There was a book sale.
 I don't need more books.
I bought a biography of Ethel Barrymore.
Ever since, the "Little Church" has been associated with the theater profession. It is the home of the "Broadway Blessing," an interfaith service of song, dance and story. The EAG -- founded by the church's third rector, Randolph Ray -- stages various types of benefit evenings at Guild Hall, including a reading of a play about George Bernard Shaw and Lord Alfred Douglas, subject of an earlier blog post here.

I directed a staged reading of the radio play, War of the Worlds, at Guild Hall. It is typical of the Guild that a member of Orson Welles' Mercury Theatre, which produced the original, is a member of the Guild - Arthur Andersen, who is in his 90s.
Guild President
Elowyn Castle
makes an eloquent

But EAG is far more than a theatrical social club. As with the Astaires, EAG helps performers in need and it does so quickly and efficiently. On the scale of charities, it is tiny, but its impact in the lives of its clients is huge. We at the annual meeting heard that the Guild distributed a total of about $68,000 in the last fiscal year in grants, including $12,000 through its HIV/AIDS section.

If an actor has a medical crisis, or a personal or professional setback, the Guild is there to help. Among the letters the Guild has received: "The ability to pay for my physical therapy each week is a constant stress, and it was such a blessing to have a break from the financial strain." "Thank you for your financial support in helping me pay my rent. Now I can breathe, hold my head up high and move forward!"
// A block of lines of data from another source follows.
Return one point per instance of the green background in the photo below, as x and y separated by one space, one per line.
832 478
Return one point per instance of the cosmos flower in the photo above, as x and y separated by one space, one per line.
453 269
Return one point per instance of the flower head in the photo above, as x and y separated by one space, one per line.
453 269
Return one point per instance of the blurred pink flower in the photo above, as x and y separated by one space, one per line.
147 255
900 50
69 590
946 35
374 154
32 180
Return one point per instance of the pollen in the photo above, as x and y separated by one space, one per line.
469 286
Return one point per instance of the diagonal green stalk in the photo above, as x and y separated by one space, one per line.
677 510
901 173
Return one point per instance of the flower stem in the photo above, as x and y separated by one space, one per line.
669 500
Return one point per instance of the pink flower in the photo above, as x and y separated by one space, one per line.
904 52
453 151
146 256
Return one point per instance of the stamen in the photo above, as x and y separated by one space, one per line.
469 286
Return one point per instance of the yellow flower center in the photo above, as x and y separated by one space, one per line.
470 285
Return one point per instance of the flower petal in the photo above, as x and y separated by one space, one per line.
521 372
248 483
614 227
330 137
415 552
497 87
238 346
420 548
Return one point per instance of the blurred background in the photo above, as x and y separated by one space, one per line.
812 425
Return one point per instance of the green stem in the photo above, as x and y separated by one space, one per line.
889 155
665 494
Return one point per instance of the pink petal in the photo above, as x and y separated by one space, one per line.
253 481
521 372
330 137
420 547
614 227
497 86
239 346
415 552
Sam Waterston and Fred Astaire aren't the only well-known names associated with the Guild. Others are Rex Harrison and Barnard Hughes. Charlton Heston served as president in the 1970s. Jean Stapleton, who recently passed away, was on the advisory board, as are Elizabeth Ashley, Zoe Caldwell, Angela Lansbury and Richard Thomas.
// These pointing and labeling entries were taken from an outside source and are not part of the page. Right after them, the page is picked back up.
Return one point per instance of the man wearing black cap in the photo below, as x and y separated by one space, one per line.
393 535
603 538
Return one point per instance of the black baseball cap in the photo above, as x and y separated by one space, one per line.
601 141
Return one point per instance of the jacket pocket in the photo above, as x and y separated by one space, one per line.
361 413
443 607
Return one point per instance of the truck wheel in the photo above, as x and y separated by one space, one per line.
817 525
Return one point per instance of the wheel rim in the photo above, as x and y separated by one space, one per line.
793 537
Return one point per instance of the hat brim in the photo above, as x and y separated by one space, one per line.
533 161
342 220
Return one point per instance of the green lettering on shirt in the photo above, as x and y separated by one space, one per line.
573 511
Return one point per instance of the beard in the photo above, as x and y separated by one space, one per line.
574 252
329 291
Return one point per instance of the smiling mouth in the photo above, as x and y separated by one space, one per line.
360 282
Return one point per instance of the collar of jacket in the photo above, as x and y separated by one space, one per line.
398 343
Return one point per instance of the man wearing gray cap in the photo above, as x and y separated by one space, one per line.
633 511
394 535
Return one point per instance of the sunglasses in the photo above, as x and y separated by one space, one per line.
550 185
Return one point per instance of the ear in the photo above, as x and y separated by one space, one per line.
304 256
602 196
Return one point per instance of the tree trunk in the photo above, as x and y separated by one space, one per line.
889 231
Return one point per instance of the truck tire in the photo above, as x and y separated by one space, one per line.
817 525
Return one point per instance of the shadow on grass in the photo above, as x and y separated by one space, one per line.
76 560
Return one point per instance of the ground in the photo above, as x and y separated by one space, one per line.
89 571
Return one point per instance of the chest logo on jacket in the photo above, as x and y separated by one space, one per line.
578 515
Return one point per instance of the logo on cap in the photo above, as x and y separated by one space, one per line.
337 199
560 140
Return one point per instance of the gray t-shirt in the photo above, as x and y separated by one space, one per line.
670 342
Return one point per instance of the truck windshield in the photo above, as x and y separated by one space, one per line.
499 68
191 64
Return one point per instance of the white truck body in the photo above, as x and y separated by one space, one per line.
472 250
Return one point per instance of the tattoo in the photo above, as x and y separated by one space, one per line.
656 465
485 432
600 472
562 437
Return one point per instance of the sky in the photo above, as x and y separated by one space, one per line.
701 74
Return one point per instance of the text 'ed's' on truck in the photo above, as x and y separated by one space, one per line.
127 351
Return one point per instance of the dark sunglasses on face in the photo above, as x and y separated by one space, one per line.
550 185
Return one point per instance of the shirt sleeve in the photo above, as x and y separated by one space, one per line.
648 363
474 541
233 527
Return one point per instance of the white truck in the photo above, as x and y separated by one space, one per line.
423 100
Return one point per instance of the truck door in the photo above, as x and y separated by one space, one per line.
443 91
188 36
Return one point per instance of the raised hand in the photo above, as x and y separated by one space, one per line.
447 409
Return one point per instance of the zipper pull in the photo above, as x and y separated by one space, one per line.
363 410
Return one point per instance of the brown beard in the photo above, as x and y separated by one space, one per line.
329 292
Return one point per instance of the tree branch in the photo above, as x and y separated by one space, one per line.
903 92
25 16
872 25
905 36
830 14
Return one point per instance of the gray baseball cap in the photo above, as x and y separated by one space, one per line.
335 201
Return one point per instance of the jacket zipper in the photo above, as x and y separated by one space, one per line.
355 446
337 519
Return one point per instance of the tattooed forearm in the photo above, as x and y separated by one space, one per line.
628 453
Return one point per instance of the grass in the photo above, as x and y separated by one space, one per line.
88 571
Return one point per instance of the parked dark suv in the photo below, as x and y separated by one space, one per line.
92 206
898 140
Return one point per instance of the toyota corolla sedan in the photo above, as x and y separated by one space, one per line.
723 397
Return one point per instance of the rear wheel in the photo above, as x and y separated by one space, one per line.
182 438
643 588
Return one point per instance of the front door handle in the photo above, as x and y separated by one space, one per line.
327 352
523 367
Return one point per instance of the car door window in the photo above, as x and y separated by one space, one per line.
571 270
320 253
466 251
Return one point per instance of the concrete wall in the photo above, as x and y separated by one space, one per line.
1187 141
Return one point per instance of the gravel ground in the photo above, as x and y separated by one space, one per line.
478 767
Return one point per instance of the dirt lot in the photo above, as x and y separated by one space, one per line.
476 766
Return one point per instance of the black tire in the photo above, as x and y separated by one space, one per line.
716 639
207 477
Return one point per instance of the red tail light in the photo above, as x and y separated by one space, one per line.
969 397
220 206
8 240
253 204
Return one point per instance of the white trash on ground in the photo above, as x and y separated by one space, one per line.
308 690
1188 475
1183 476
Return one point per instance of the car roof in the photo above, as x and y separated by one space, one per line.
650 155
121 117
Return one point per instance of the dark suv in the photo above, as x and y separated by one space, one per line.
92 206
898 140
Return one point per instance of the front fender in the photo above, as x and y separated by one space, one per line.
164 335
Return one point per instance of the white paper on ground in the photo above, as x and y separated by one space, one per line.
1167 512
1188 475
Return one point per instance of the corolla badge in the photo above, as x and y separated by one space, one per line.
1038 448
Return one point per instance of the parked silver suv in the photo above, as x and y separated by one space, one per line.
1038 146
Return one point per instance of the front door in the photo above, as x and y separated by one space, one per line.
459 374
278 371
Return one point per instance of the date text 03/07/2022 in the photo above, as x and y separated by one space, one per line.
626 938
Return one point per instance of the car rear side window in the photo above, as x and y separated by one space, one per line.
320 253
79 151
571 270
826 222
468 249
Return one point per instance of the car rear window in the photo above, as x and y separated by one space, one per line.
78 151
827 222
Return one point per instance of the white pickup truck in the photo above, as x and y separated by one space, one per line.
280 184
The Guild has managed to keep its head above water through the financial crisis, but Treasurer Glascock's report revealed a difficult situation. The current fiscal year saw a significant shortfall. Expenses were also down, but the Guild had to draw on its endowment.

Although the Guild does pursue corporate and foundation support, it also simply needs more members and more members need to step up their support. So I am announcing in this post that I am upgrading my yearly $30 professional member status to life member status and I will do it at the highest level - $500. Membership levels are going up on July 1 to these rates: young professional $25/year, professional $35/year and patron $55/year. Life memberships are going up as of July 1 to $250, $350 and $550.
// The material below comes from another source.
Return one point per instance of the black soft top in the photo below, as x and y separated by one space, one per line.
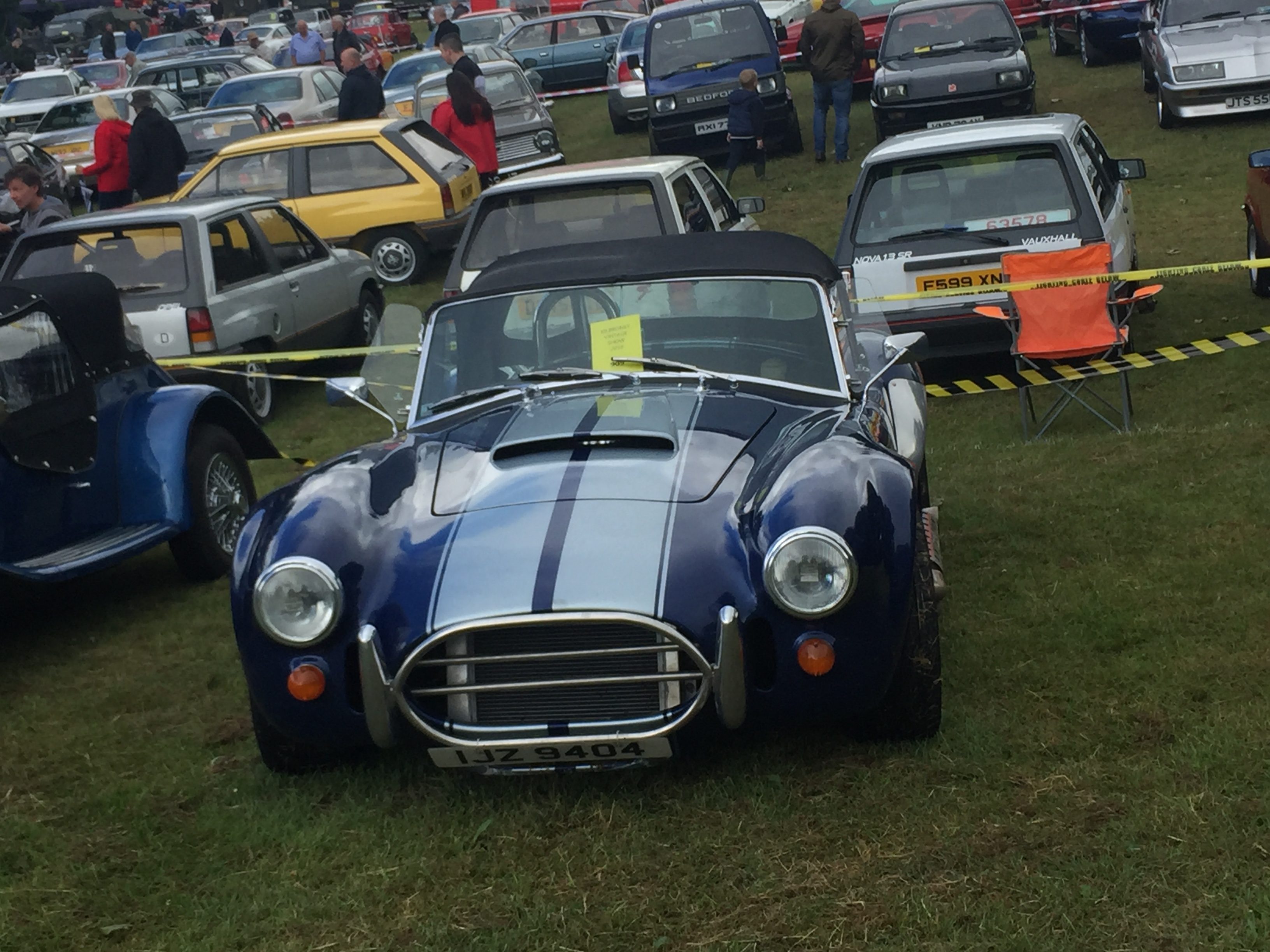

I am doing this not just because it's a "good thing," but because of the special warm, joyful feeling I get from Guild membership and the deep care with which the Guild regards the theater profession and its legacy.

The annual meeting opened and ended with prayers from Bishop Andrew St. John (I want to see that name on a marquee, too), current rector of the Little Church and Warden of the Guild. But just before the closing blessing, longtime member William Shust read the annual list of Guild members who no longer grace our earthly stage but have journeyed to "the undiscover'd country from whose bourn no traveler returns," as Hamlet says.

He read the names slowly, deliberately, with great articulation, and when he finished, the audience rose and gave them their final standing ovation.